Socialists therefore declare that the will of neither one person nor many of one group or the whole of Society should be so exercised as to deprive any member of society of the satisfaction of his genuine needs so far as the resources of nature duly handled by Society can give him that satisfaction. In a true Society all mens needs must be satisfied in return for their due labour, since their duly labouring is the necessary test of their healthy membership of Society. Equality therefore must be called Equality in Society, and means finally that every member of society shall have the opportunity of satisfying his genuine needs according to the average of the wealth produced by and for Society. That this can be done I am clear because every man not diseased can be used for the general good: if diseased he must be treated and restrained from injuring the Community; and I am also sure that a society of equality would gradually extinguish disease and make all life healthy.

This equality of opportunity therefore is above all things to be sought for: how is it to be obtained? The answer is clear: by abolishing Privilege. At present as aforesaid by means of skill luck or cunning a man can buy himself into privilege: or the monopoly of the resources of nature. That must be made impossible, the land the public [??][3] the means of transit must be unbuyable by private persons. They must be nationalized as the phrase goes — we shall then be on the high road to the Society of Equality. Huge fortunes for one thing are impossible unless you can invest your gains in monopoly, and receive by means of it the result of the labour of others which ought to go to them and not to you the private person. This would wrong no man, everybody would have his due share of obvious necessaries and other matters he by himself or in combination with others could procure for his personal uses by his own extra labour either by himself or in combination with others. Whereas a rich man can now cease to work and force others to satisfy his inordinate desires.

How to do this / make people want it / get them to combine — the new labour party — agitation now in the hands of the workers — must learn to understand true combination aim not at mere addition to wages — capitalists will find their profits going and want to sell up then workers must take their own business in hand including all responsibilities — [4]


MIA Notes

1. A biblical phrase: Acts 8:21 Thou hast neither part nor lot in this matter: for thy heart is not right in the sight of God., though here Morris seems to be using 'part and lot in' as an equivalent to 'part and parcel of'.

2. The text is literally I hope &c., followed by a short gap. Presumably this hint was enough for Morris to fill in the gap on the fly.
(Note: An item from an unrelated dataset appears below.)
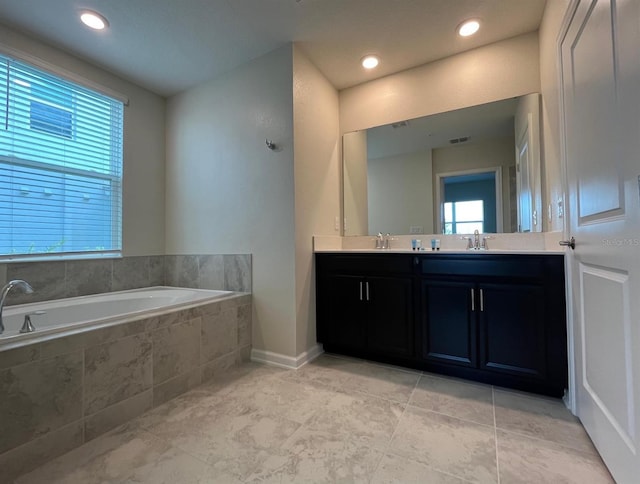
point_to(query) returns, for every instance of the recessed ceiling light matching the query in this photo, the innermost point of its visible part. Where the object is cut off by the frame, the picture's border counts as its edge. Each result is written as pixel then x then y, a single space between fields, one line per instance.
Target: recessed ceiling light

3. The word is illegible, Morris having run out of space at the right hand side of the page. It appears to be 'confidence' which makes no sense in the context: the usual trilogy is land, means of production, and means of transport.

4. The document ends abruptly here with this list of notes.


Bibliographical Note

Title

Socialism up-to-date

Delivery

4th October 1891 at a meeting sponsored by the Ancoats Recreation Committee at the New Islington Hall, Ancoats, Manchester

Source

Morris's manuscript notes in BL Additional Manuscripts 45,334, made available online by the University of Iowa Morris Archive. A short extract from this text was published in William Morris: Artist, Writer, Socialist (Vol II) ed. May Morris

The transcription has kept as close as practical to the original, including Morris's lack of commas in lists, and his occasional use of capital letters in unexpected places. Words in [square brackets] are guesses at words apparently omitted by Morris. Words and phrases crossed out by Morris have been ignored.